Nach 14 Tagen wurde Lobinger aus der Klinik entlassen. "Es tut uns sehr, sehr leid", sagten ihm die Ärzte. Und weiter: "Verabschieden Sie sich von allen." Lobinger fuhr heim – doch alle Hoffnung, aller Mut waren in Würzburg geblieben. "Da habe ich richtig registriert: Das war es jetzt", sagte Lobinger über die mit schwärzesten Tage seines Lebens. Tränen, Trauer, Verzweiflung, düstere Momente, düstere Gedanken.
Doch plötzlich spürte er, dass sein Körper, der so lange sein Kapital war, der dann zu seinem schwersten und härtesten Gegner – ja, zu seinem Feind – geworden war, zu kämpfen begann. Für ihn, für das Leben und gegen den Krebs. "Man konnte zusehen, wie die Tumore zurückgingen.

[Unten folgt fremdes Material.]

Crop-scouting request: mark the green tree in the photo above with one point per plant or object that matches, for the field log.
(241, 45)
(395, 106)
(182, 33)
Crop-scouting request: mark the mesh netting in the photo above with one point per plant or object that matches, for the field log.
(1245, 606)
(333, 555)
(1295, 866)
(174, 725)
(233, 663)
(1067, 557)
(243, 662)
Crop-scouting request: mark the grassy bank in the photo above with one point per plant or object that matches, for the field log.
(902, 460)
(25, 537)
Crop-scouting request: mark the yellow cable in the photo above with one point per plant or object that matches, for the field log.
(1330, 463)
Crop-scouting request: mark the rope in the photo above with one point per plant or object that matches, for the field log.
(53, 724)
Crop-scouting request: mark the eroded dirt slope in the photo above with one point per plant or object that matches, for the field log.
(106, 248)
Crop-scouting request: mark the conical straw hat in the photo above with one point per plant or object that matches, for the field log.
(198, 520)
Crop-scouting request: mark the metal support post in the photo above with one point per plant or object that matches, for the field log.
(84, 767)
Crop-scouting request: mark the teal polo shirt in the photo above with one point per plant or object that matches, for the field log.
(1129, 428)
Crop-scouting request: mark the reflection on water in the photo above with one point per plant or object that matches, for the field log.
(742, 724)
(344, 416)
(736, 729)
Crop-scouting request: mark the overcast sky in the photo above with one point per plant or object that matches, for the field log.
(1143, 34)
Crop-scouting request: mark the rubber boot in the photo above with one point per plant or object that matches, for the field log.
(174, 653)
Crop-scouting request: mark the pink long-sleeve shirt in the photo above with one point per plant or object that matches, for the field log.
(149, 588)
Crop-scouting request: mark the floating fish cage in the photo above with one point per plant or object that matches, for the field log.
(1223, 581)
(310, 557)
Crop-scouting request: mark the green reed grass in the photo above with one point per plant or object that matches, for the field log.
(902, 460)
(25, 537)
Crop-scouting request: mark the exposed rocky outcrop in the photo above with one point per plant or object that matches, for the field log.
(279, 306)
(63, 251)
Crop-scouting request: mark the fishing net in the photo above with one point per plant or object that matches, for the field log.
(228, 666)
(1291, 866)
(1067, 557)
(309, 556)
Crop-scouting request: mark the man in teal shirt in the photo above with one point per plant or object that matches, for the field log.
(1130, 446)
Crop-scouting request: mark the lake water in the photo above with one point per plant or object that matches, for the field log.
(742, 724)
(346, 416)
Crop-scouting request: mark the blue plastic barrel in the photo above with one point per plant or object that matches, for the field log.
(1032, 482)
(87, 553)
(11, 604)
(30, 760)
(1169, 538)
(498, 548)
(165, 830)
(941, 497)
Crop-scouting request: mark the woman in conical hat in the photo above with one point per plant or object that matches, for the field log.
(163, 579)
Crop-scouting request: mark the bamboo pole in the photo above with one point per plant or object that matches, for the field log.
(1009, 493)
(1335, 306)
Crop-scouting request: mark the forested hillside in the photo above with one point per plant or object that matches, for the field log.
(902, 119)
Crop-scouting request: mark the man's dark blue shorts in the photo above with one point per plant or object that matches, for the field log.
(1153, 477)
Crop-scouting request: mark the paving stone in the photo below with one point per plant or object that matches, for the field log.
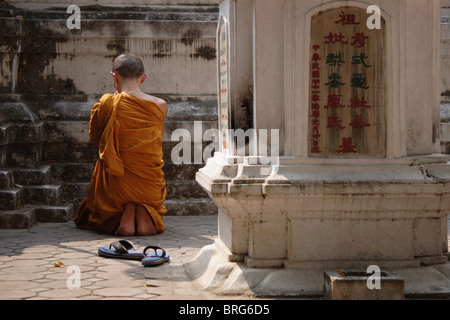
(65, 293)
(16, 294)
(123, 292)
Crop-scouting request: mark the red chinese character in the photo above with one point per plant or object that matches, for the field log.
(315, 106)
(335, 38)
(315, 98)
(347, 146)
(334, 102)
(315, 114)
(335, 122)
(316, 135)
(347, 19)
(359, 40)
(315, 148)
(356, 103)
(359, 123)
(316, 57)
(316, 84)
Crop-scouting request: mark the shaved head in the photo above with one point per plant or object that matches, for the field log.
(128, 66)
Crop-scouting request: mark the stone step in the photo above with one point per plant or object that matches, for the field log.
(185, 172)
(63, 213)
(82, 172)
(23, 218)
(190, 207)
(43, 194)
(5, 134)
(101, 12)
(74, 193)
(6, 179)
(72, 172)
(184, 190)
(11, 199)
(32, 176)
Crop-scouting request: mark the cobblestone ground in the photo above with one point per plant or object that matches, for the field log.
(27, 259)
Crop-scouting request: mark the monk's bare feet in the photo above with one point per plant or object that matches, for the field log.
(127, 222)
(144, 222)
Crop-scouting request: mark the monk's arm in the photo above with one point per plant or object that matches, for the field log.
(94, 125)
(100, 114)
(163, 106)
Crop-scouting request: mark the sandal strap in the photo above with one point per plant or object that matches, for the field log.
(155, 248)
(121, 246)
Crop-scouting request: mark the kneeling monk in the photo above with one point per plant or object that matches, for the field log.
(127, 189)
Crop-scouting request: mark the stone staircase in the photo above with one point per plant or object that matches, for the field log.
(46, 159)
(445, 75)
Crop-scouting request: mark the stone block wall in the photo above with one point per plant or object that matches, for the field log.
(51, 77)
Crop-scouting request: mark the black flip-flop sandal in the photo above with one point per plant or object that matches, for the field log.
(154, 259)
(121, 249)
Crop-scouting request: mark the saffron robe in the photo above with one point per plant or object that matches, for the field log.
(128, 132)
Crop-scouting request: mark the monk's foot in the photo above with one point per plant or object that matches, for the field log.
(144, 222)
(127, 222)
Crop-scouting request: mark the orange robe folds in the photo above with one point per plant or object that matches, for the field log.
(128, 132)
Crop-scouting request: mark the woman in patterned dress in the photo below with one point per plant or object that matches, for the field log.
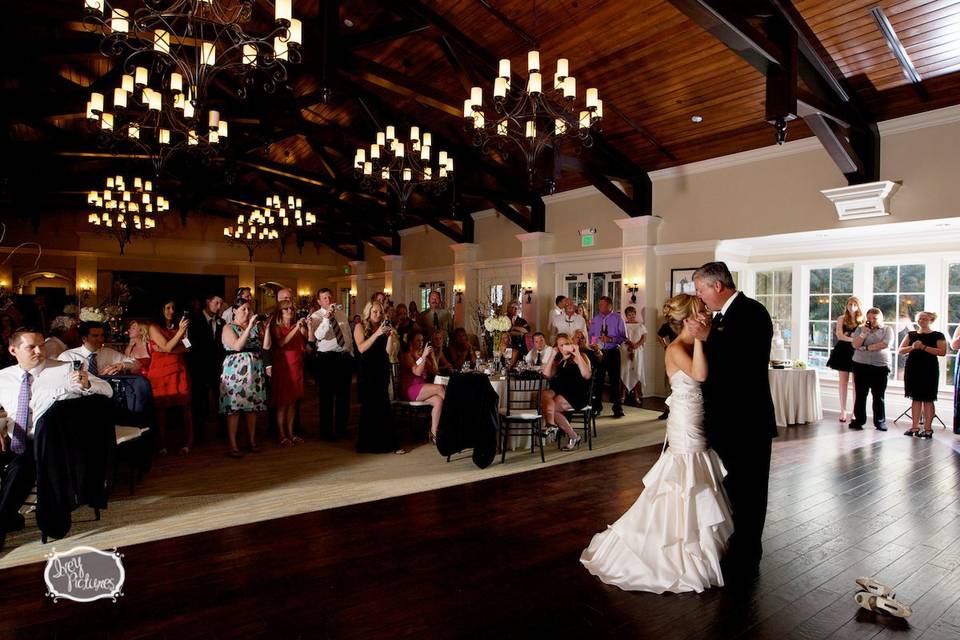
(243, 385)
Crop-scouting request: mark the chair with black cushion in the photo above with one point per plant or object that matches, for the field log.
(522, 413)
(586, 415)
(409, 410)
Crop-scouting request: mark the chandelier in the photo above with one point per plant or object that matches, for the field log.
(532, 117)
(174, 50)
(123, 213)
(401, 166)
(269, 223)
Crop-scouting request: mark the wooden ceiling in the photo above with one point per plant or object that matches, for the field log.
(820, 65)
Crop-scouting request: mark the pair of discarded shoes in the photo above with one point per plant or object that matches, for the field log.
(878, 597)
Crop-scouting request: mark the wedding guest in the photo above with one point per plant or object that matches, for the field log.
(871, 366)
(460, 350)
(243, 382)
(137, 347)
(541, 352)
(435, 317)
(519, 328)
(921, 374)
(607, 330)
(96, 359)
(27, 391)
(168, 373)
(415, 369)
(841, 357)
(569, 373)
(333, 338)
(373, 337)
(631, 357)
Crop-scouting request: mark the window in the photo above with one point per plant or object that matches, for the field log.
(898, 291)
(829, 290)
(775, 292)
(952, 319)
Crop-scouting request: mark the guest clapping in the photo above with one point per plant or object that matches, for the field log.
(168, 373)
(415, 367)
(569, 372)
(289, 342)
(921, 375)
(243, 384)
(871, 366)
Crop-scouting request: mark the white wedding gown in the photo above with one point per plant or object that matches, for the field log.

Die hatte man zu dem Zeitpunkt ja sogar durch die Hose sehen können. Innerhalb von zwei, drei Tagen waren plötzlich Teile der Tumore einfach weg. Das ist ein Wunder!", sagte Lobinger.

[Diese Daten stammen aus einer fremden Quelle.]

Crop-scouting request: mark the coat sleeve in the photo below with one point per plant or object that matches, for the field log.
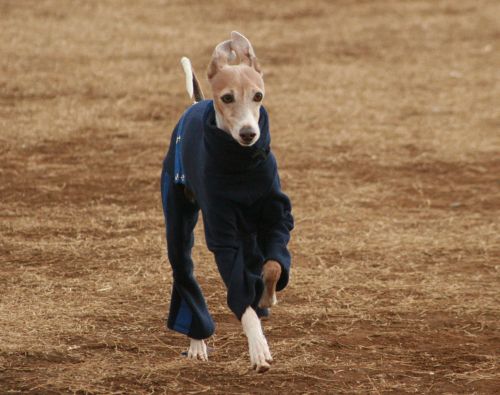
(274, 231)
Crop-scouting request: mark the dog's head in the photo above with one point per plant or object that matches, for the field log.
(238, 88)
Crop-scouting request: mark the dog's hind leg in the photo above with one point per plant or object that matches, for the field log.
(270, 274)
(188, 311)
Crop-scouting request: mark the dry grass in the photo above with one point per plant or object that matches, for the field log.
(385, 120)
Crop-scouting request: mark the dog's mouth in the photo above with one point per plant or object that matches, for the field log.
(245, 143)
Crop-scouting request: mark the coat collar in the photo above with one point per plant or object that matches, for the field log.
(225, 154)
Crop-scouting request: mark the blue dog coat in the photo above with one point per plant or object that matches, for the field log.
(247, 217)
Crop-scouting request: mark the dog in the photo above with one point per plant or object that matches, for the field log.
(219, 162)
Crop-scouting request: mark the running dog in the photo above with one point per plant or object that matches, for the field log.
(220, 162)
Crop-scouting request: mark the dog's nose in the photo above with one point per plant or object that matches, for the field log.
(247, 134)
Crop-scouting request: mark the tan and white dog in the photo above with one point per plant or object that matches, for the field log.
(237, 86)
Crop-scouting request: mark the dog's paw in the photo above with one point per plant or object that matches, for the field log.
(260, 356)
(271, 273)
(197, 350)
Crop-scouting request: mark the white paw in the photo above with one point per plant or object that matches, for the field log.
(197, 350)
(260, 356)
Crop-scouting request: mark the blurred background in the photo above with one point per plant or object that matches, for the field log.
(385, 123)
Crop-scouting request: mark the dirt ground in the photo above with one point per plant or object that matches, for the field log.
(385, 117)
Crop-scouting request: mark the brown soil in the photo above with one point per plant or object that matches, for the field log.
(385, 121)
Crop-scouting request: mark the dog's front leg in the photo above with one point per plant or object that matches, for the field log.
(197, 350)
(260, 356)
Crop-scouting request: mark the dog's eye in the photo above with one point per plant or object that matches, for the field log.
(227, 98)
(258, 96)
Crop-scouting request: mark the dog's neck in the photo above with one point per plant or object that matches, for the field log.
(219, 121)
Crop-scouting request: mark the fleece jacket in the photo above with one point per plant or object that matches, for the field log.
(247, 218)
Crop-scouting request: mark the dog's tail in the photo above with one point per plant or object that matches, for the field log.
(192, 85)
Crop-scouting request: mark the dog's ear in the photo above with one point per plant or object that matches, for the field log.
(243, 48)
(223, 54)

Lobinger: "Man traut sich gar nicht, auf einmal wieder positiv zu sein"
So sahen es auch die Ärzte. "Das ist jetzt das wünschenswerteste Ergebnis", erklärten sie. Plötzlich wieder Hoffnung, große Hoffnung. "Diese emotionale Achterbahnfahrt konnte ich nur schwer verarbeiten. Das war unmenschlich. Man traut sich gar nicht, auf einmal wieder positiv zu sein", erklärte Lobinger. Selbstmitleid, das ist nicht in der DNA von Lobinger verankert. Er kämpft – immer. Die kleinste Chance ist besser als gar keine zu haben.
Ich bin ein Kämpfer. Für mich, meine Familie und meine Freunde.
"Dank der Wissenschaft sitze ich heute überhaupt noch hier. Wenn ich mich jetzt noch einmal zwei, drei Jahre schleppe, gibt es da mit Sicherheit wieder eine andere Therapiemöglichkeit, die mir helfen kann – und wenn meine Chance nur ein Prozent ist, ergreife ich sie. Ich bin ein Kämpfer. Für mich, meine Familie und meine Freunde", sagte Lobinger.
Tim Lobinger wird weiter für sein Leben kämpfen
Schon im großen Weihnachts-Interview 2018 hatte Lobinger der AZ gesagt: "Ich sehe das Schritt für Schritt, ich nehme das alles in Etappen. Ich musste schließlich auch erkennen, dass der Jahrgang auf unserer Isolierstation kein guter war. Von den acht oder neun, die mit mir dort waren, bin ich der Einzige, der noch da ist. Für mich war früher der Tod hinter dem Ende vom Ende. Ganz, ganz weit weg. Ich dachte nie, dass der Tod auch kommen kann, bevor man 70 ist. Das war schlicht unvorstellbar. Durch meine Krankheit habe ich natürlich gelernt, dass es keine Garantie dafür gibt, 70 zu werden. Sich mit dem Tod auseinanderzusetzen, auch wenn man noch jung und gesund ist, das hilft dann auch, das Leben wieder bewusster zu leben und wieder mehr zu genießen."
Jeder Augenblick, jeder Moment, den das Leben bietet, ist wertvoll. Dafür kämpft Lobinger, um das Leben, sein Leben. Für sich. Für seine Freunde, seine Familie.